Hinata nyaris mendelik. Nyaris, karena Hyuuga tak mungkin melakukan itu. Sebagai gantinya, gadis itu menggigit bibir bawahnya, tak menyangka alasan Sasuke untuk menciumnya sesederhana itu. Jelas pemuda itu mencari alasan. Hei, itu ciuman pertamanya!

"T-tapi Sensei, a-a-ku t-tahu k-kalau n-nama Uchiha-san b-bah-kan t-tak a-a-da di d-daftar piket." Oh sial, dia gagap lagi. Tapi siapa yang tak gagap jika kini kedua laki-laki yang tampan sedang menatapmu sementara kau harus berbicara?

"Kau dengar itu, Sasuke. Jadi jangan mencari alasan! Aku tahu kau menciumnya karena kau penasaran, atau karena entah apa itu, oh, aku tak peduli. Tapi tak bisakah kau lakukan hal itu di luar sekolah?"

Rupanya Obito-sensei marah. Hinata tahu kalau tak seperti anggota keluarga Uchiha lainnya yang kebanyakan pendiam, Obito-sensei merupakan yang paling periang. Tapi sungguh tak menyangka kalau sensei-nya bisa berbicara sebanyak itu. Dan lagi memanggil Sasuke dengan nama kecil.

"Hn."

"Dan sebaiknya kalian pulang. Sudah hampir senja."

Hinata baru berkata, "Arigatou, Sensei, s-saya p-pulang—"

Ketika Obito-sensei menambahkan, "Kau, Sasuke, antarkan Hyuuga-san pulang."

Ini bencana!

.

.

.

.

.

Hinata melirik pemuda yang berjalan di sampingnya. "Sungguh, U-Uchiha-san—"

"Sasuke."

Oh, terserah kau saja, Tuan Uchiha! Ingin sekali Hinata meneriakkan kalimat itu pada pemuda stoik di sampingnya. Tapi yang ia lakukan hanya menghela napas, menyerah. "S-Sasuke-san, k-kau tak p-perlu—"

"Sasuke."

Aku tak peduli! Hinata menjerit dalam hati. Ia tak terbiasa memanggil orang tanpa embel-embel. "S-Sasuke-kun," Ditambahkannya suffiks itu dengan sedikit gemas. "K-kau tak p-perlu mengan-tar-ku p-pulang."

"Apa kau tak dengar perkataan Obito-sensei?"

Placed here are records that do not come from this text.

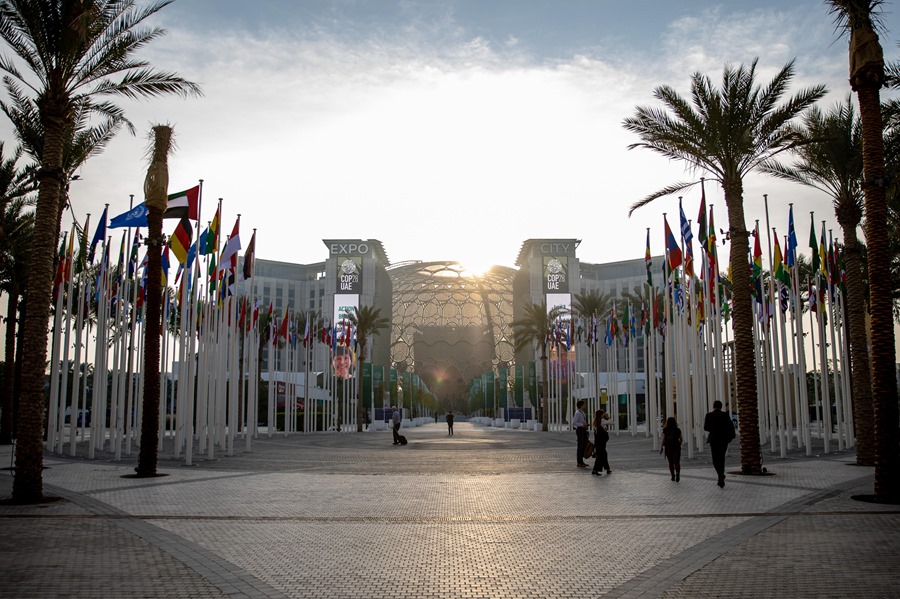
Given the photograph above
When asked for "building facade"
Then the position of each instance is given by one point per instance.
(448, 325)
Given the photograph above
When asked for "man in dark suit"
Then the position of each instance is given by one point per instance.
(721, 433)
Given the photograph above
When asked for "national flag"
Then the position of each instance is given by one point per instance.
(686, 233)
(702, 235)
(60, 276)
(711, 245)
(243, 315)
(756, 269)
(209, 241)
(790, 252)
(811, 296)
(164, 265)
(180, 241)
(673, 252)
(228, 259)
(689, 262)
(813, 245)
(284, 323)
(823, 254)
(134, 217)
(132, 259)
(249, 256)
(781, 273)
(614, 323)
(99, 235)
(81, 263)
(184, 204)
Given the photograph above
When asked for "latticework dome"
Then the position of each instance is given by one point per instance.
(450, 325)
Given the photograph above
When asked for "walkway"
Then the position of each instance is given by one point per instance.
(486, 513)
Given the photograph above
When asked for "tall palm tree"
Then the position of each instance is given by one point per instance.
(156, 189)
(891, 114)
(368, 322)
(592, 305)
(728, 132)
(16, 226)
(79, 53)
(536, 326)
(833, 164)
(867, 76)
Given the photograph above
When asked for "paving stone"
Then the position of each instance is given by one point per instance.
(487, 513)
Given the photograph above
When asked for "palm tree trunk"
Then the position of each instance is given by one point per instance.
(861, 379)
(9, 367)
(147, 460)
(884, 383)
(545, 415)
(155, 187)
(744, 351)
(28, 482)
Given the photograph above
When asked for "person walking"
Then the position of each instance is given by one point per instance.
(601, 438)
(395, 421)
(579, 422)
(721, 433)
(671, 445)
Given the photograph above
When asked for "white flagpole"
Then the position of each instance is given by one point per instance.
(54, 410)
(64, 392)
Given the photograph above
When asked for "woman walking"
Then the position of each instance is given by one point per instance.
(671, 444)
(601, 437)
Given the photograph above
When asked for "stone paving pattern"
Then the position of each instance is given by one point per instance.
(487, 513)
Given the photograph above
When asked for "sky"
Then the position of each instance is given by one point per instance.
(454, 130)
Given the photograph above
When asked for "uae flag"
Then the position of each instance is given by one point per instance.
(184, 204)
(180, 241)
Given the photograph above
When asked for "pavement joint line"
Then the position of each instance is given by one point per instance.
(217, 571)
(165, 483)
(665, 575)
(448, 519)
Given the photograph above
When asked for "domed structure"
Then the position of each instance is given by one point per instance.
(451, 325)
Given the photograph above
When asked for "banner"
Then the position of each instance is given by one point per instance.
(519, 386)
(556, 274)
(378, 385)
(503, 387)
(533, 396)
(367, 386)
(349, 275)
(407, 388)
(392, 379)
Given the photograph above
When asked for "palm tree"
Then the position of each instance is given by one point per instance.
(368, 322)
(891, 114)
(591, 306)
(867, 76)
(536, 326)
(156, 186)
(16, 227)
(833, 165)
(79, 53)
(729, 132)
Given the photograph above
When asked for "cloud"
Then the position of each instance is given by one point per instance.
(429, 136)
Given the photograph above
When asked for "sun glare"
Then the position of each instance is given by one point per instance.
(476, 268)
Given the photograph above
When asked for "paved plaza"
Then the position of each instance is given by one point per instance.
(487, 513)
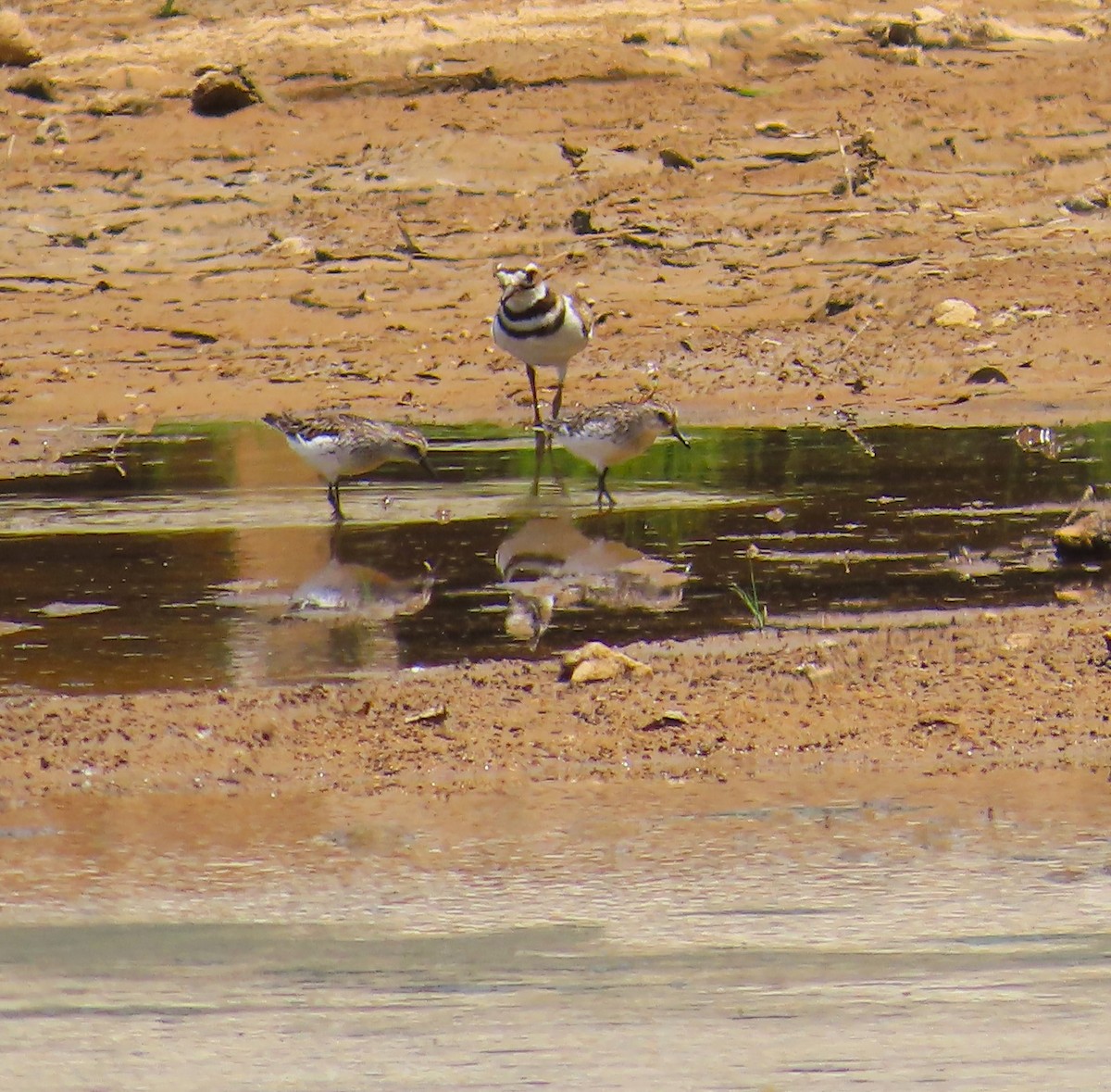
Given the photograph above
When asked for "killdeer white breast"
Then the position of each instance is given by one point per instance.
(540, 327)
(615, 433)
(344, 445)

Oke, Hinata menyerah. Ia membiarkan kakinya melangkah di samping Sasuke, berusaha memandang hal lain yang dianggapnya menarik, selain pemuda berambut raven di sampingnya. Namun tak ayal ekor matanya mengikuti gerakan Sasuke yang cool, berjalan dengan sebelah tangan dimasukkan ke saku jaket yang ia kenakan, dan tangan lainnya mengisap sebatang rokok. Sebelah telinga pemuda itu tertutup headset, membiarkan headset yang lainnya menggantung begitu saja.

Hinata langsung menundukkan kepala begitu menyadari ia sedang memandang Sasuke lekat-lekat, bukan hanya sekadar melirik dengan ekor mata. "A-apa k-kau tidak t-tahu, kalau di sekolah k-kita dilarang merokok?" Kalimat itu meluncur begitu saja, tanpa sempat Hinata cerna terlebih dahulu. Gadis itu langsung merutuki kesalahannya, bermaksud mengisi keheningan di antara mereka, namun malah seperti menghakimi Sasuke.

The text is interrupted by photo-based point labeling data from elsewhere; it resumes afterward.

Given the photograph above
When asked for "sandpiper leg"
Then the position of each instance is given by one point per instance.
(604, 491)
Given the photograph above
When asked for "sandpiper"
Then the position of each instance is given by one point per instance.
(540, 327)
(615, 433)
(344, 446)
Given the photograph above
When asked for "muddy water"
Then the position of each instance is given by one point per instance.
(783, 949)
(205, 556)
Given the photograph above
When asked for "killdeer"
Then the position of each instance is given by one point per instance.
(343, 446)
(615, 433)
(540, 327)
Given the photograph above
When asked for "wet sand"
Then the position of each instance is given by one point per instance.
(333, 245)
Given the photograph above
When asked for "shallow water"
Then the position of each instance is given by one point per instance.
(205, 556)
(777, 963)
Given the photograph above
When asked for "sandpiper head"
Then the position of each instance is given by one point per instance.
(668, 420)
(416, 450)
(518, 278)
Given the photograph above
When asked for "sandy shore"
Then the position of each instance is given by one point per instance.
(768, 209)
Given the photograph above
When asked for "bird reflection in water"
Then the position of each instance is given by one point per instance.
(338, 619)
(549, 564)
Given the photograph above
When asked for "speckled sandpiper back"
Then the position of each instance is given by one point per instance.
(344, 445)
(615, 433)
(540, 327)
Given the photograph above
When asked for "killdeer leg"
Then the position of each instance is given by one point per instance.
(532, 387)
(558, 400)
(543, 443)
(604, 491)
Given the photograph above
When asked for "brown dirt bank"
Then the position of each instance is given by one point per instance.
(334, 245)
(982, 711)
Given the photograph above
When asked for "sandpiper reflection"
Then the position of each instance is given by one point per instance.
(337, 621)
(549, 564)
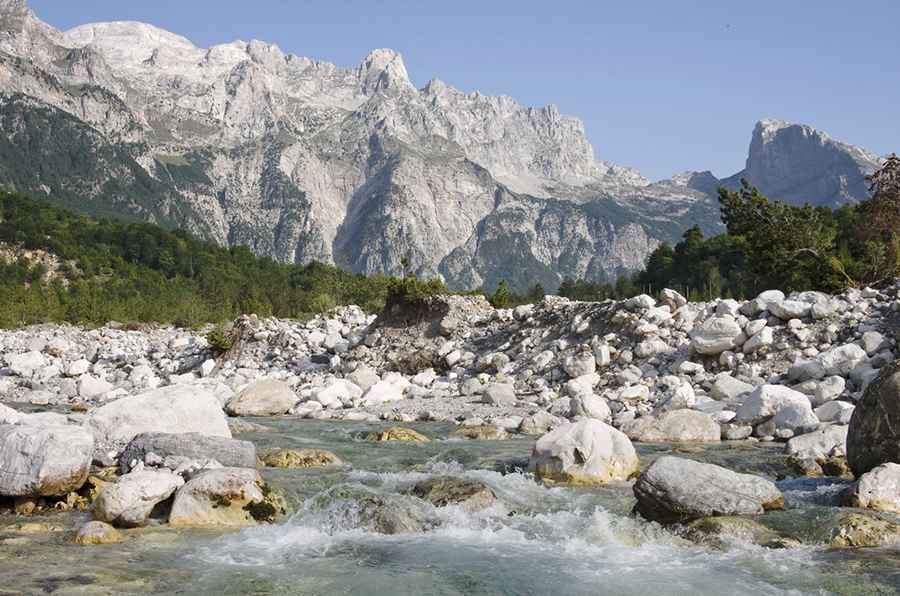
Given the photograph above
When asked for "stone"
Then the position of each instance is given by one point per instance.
(382, 392)
(539, 423)
(873, 437)
(677, 490)
(727, 388)
(226, 451)
(96, 532)
(442, 491)
(43, 460)
(819, 444)
(588, 452)
(397, 433)
(173, 409)
(130, 500)
(480, 432)
(791, 408)
(267, 397)
(842, 359)
(581, 363)
(499, 394)
(856, 530)
(674, 426)
(716, 335)
(298, 458)
(789, 309)
(224, 497)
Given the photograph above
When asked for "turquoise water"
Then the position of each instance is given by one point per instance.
(535, 540)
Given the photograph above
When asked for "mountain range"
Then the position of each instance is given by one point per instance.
(303, 160)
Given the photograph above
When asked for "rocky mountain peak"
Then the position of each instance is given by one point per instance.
(382, 70)
(798, 163)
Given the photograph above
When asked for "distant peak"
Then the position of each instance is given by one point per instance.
(383, 69)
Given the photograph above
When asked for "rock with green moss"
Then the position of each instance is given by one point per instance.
(397, 433)
(298, 458)
(442, 491)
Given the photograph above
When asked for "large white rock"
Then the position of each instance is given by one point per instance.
(586, 452)
(43, 460)
(842, 359)
(339, 394)
(822, 443)
(130, 500)
(222, 497)
(878, 489)
(788, 408)
(716, 335)
(790, 309)
(382, 392)
(267, 397)
(24, 365)
(173, 409)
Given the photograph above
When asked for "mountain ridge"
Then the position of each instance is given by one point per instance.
(303, 160)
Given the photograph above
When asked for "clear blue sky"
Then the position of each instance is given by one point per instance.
(662, 86)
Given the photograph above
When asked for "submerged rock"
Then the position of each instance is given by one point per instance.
(674, 490)
(225, 497)
(267, 397)
(130, 501)
(397, 433)
(854, 530)
(298, 458)
(873, 437)
(481, 433)
(97, 532)
(676, 426)
(43, 460)
(586, 452)
(448, 490)
(353, 506)
(723, 532)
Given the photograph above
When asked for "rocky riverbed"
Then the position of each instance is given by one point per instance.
(625, 444)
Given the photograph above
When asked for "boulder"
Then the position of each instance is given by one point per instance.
(879, 489)
(397, 433)
(674, 426)
(267, 397)
(500, 394)
(676, 490)
(226, 451)
(96, 532)
(586, 452)
(873, 437)
(819, 444)
(224, 497)
(786, 407)
(130, 501)
(172, 409)
(298, 458)
(442, 491)
(716, 335)
(727, 388)
(43, 460)
(856, 530)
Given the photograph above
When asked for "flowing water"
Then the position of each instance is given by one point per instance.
(536, 540)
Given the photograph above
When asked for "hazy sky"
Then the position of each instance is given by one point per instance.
(664, 86)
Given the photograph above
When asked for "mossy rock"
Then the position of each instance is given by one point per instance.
(481, 433)
(397, 433)
(298, 458)
(719, 532)
(856, 530)
(442, 491)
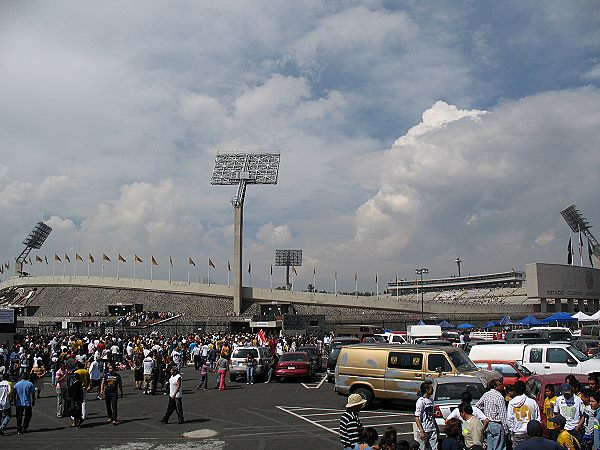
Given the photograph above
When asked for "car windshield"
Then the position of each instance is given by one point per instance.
(462, 361)
(453, 391)
(524, 370)
(310, 350)
(296, 357)
(243, 353)
(577, 353)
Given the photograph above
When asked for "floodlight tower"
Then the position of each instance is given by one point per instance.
(578, 223)
(288, 258)
(35, 240)
(243, 169)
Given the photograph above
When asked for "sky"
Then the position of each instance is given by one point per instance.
(411, 133)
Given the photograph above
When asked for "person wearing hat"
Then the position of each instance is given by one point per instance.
(351, 428)
(566, 439)
(535, 440)
(570, 407)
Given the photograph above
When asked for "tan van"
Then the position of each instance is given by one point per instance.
(385, 371)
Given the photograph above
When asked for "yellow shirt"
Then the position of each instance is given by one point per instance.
(566, 440)
(549, 411)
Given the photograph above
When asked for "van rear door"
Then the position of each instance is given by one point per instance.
(404, 374)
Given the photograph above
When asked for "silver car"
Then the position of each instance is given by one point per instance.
(237, 367)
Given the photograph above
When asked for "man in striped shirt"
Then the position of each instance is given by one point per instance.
(493, 405)
(350, 427)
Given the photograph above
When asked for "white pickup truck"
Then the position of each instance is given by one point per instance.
(539, 358)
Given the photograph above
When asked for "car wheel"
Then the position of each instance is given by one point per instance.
(365, 393)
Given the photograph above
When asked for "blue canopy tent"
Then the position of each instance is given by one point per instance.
(559, 317)
(531, 320)
(445, 325)
(506, 321)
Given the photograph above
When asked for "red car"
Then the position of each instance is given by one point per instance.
(511, 371)
(294, 365)
(536, 386)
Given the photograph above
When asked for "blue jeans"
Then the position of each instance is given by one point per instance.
(496, 438)
(5, 418)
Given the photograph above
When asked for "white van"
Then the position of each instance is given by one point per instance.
(540, 358)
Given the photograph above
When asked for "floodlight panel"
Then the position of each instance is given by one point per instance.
(288, 258)
(37, 236)
(574, 219)
(254, 168)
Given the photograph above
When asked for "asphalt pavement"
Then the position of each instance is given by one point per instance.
(290, 415)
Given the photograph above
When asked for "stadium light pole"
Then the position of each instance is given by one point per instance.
(34, 240)
(242, 169)
(421, 272)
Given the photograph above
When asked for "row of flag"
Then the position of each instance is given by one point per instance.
(570, 251)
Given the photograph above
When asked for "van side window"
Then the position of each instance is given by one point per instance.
(556, 355)
(406, 361)
(435, 360)
(535, 355)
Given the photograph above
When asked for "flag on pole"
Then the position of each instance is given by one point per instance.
(580, 248)
(261, 338)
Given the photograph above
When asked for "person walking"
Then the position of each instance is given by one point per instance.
(75, 396)
(493, 406)
(351, 428)
(521, 409)
(61, 389)
(203, 375)
(222, 367)
(149, 367)
(24, 402)
(110, 388)
(175, 396)
(5, 396)
(426, 424)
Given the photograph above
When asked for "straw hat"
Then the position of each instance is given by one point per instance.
(355, 400)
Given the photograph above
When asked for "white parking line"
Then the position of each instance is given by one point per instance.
(319, 384)
(318, 417)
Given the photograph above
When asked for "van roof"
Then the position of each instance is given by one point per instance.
(386, 346)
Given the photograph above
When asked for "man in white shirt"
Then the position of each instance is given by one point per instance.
(5, 390)
(175, 395)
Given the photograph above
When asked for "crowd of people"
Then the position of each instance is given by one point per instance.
(502, 419)
(82, 365)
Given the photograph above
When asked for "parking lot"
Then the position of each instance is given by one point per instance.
(291, 415)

"Aku tahu," jawab Sasuke, mengisap rokoknya dalam-dalam, kemudian menghembuskannya, "tapi kita tidak sedang di sekolah."

"T-tapi k-kau masih m-memakai s-seragam sekolah. I-itu artinya k-kita masih membawa n-nama sekolah." Sungguh, Hinata ingin merutuki dirinya. Ia tidak bermaksud berdebat dengan Sasuke! Lagipula siapa yang ingin berdebat jika tahu sejak awal dirinya akan kalah?

Sasuke menyeringai kecil, "Oh, aku baru sadar kalau kau adalah anak yang sangat patuh pada peraturan, Hinata."

Hinata blushing. "K-kuanggap i-itu pujian."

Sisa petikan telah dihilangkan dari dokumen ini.